Hedge Funds Inflate December Returns


Date: Monday, December 3, 2007
Author: Dan Knight, Seeking Alpha.com

Hedge funds tend to report better than average returns in December. This isn't the greatest surprise, since they can earn massive incentive fees (typically 20% of gross profits) based on their year-end performance. As discussed in their paper "Why is Santa so kind to hedge funds? - the December return puzzle", authors Vikas Agarwal, Naveen Daniel and Narayan Naik found that this spike in December returns tends to come mainly from those managers that have the ability to inflate their returns, through favorable marking of positions, or aggressive year end trading, among many other interesting findings and interpretations.

I did some research to replicate the authors findings and sure enough, I found that by looking at index data from Hedge Fund Research [HFR], I found that December returns were by far better than average monthly returns, about 1.2% better in aggregate. From 1990-2006, the average December return for the HFR Fund of Funds Composite Index, a good benchmark for hedge funds in general, and less susceptible to survivorship and self-reporting biases that plague most hedge fund indices, was 1.94%, while the average monthly return of the previous 11 months was 0.72%. Amazingly consistent and strong year end finish for an industry! This excess was statistically significant and not driven by market conditions, but apparently to more nefarious explanations.

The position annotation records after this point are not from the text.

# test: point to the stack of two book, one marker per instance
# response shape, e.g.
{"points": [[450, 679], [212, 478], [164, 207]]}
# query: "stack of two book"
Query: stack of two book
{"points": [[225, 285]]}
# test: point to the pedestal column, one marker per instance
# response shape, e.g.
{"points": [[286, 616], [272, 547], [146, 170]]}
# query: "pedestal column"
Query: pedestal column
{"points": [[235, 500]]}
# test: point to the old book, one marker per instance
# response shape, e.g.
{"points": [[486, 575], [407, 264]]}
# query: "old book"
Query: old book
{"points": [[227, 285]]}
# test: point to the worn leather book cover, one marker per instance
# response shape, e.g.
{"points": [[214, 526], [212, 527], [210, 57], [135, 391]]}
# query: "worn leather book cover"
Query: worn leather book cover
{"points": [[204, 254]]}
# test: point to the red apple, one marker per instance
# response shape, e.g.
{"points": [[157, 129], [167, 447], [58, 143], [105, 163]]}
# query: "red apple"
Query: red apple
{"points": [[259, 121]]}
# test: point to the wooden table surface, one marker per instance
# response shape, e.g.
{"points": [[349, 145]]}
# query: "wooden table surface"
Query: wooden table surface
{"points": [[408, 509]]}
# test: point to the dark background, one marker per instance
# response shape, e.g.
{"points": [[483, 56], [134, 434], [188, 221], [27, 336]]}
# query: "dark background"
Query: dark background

Some of the best year end finishers were, surprise, the Macro, Equity Hedge and Event Driven Indices, all strategies that allow managers some opportunity to artificially inflate returns. These stellar finishes apparently lead to nice beginning of year investment inflows, allowing managers to further inflate their results in January, though to a much lesser extent than December. During the remaining 10 months from Feb-Nov., monthly returns are no better or worse than others, and typically much less than December.

So hedge funds essentially manipulate their investors into thinking their performance is terrific in December, which convinces them to invest in them for the next year. Of course mutual funds play versions of this game as well, but to a much lesser, and less lucrative, extent.

Thank goodness widows and orphans aren't allowed to invest in these things - only the wealthiest and most sophisticated investors get to be conned by this chicanery and pay their outlandish fees.

Unfortunately, many non-accredited investors are indirectly exposed to this charade through pension plans, endowments, and other institutions that have flocked to hedge funds over the last several years. Performance reporting in the hedge fund world needs to be investigated and cleaned up to give it the proper legitimacy that it (maybe) deserves.